X-ray power diffraction (XRD)
When aluminium electrodes dissolve, they form several different aluminium-fluoride-hydroxide complexes (Al(OH)3-xFx) depending on the solution pH (Sivakumar & Emamjomeh 2006; Zuo et al. 2008). These complexes have been identified by several researchers using XRD along with FTIR in their sludge analysis. XRD analysis of aluminium sludge showed that the phase was amorphous or poorly crystalline in nature (Ghosh et al. 2008, 2011; Vasudevan et al. 2011; Guzmán et al. 2016). Aluminium hydroxide flocs of β-Al(OH)3 were confirmed by Govindan et al. (2015). Other probable compounds were AlF(OH)2. Emamjomeh & Sivakumar (2005, 2009) have reported aluminium fluoride hydroxide and aluminium hydroxide (bayerite) in their sludge. Their XRD results indicated competition between OH− and F−. Na3(AlF6), AlF3(H2O)3 and AlO(OH) were reported by Sinha et al. (2015), which indicates aluminium-fluoride-hydroxide complex formation. Zhao et al. (2010) added calcium and magnesium in their feed water to analyze their effects on defluoridation and found that four wide diffraction peaks were observed in the system when magnesium was added as compared to calcium. They inferred that Mg-Al layered double hydroxides were being generated in the Mg2+ containing solution.

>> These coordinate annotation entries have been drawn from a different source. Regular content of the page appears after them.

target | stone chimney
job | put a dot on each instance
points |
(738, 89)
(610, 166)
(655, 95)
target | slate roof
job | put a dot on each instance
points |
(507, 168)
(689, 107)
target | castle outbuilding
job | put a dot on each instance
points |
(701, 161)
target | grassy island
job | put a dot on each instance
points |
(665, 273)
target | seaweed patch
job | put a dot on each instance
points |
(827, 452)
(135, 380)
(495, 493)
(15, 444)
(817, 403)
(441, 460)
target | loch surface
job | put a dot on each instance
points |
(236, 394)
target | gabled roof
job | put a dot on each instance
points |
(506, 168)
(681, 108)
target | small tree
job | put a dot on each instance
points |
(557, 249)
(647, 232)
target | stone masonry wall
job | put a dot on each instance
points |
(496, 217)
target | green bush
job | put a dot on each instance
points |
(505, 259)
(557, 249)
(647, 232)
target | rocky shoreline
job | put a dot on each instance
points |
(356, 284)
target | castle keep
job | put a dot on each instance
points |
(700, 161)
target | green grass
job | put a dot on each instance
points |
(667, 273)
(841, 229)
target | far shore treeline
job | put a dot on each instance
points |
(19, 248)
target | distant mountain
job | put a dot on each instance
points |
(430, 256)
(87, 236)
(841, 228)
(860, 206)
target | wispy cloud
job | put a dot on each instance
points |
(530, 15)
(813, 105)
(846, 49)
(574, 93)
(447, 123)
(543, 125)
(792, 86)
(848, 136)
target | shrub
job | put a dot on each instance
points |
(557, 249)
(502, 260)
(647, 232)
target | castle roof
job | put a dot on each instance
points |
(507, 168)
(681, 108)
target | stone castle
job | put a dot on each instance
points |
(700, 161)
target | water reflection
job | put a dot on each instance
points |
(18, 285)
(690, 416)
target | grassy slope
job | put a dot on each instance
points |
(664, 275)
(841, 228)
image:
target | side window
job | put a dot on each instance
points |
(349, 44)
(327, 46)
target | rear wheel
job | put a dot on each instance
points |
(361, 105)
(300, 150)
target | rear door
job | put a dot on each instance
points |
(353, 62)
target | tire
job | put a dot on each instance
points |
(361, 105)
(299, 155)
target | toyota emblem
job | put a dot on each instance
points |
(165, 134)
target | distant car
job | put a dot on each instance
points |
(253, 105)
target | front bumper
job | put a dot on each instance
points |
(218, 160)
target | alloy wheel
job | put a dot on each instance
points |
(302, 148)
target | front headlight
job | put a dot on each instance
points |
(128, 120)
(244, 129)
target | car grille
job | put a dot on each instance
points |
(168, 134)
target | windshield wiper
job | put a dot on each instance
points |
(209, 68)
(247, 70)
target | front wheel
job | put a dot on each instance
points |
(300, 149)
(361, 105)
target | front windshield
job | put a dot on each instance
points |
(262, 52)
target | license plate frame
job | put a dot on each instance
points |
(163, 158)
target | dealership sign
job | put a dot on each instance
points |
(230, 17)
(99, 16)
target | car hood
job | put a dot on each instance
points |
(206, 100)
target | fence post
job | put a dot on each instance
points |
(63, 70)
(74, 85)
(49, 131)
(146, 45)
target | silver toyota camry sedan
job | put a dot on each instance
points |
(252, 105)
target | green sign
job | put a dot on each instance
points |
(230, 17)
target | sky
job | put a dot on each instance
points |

Iron oxide hydroxide crystals (Fe21HO32) have been reported by Govindan et al. (2015) and Apshankar & Goel (2017). However, no compound with fluoride was observed in XRD analysis with iron sludges. Govindan et al. (2015) attributed this to the similar ionic radii of fluoride and the replaced oxygen atom. This may also be due to the low concentration of fluoride relative to Fe.
CONCLUSIONS
Use of electrocoagulation for wastewater treatment has been studied to a far greater extent than for drinking water treatment. A limited number of studies were found in the literature regarding the use of electrocoagulation for fluoride removal in drinking water treatment. Several factors were found to influence defluoridation efficiency and the most important factors are reactor configuration, applied voltage, electrolysis time, initial contaminant concentration, pH and the presence of competing ions. All studies reviewed here are bench-scale or pilot-scale studies and no reports of full-scale drinking water treatment using EC for defluoridation were found. Most studies have been done with aluminium, and fluoride removal mechanisms with aluminium are understood to some extent. The mechanisms and chemistry of defluoridation with iron electrodes are still not clear.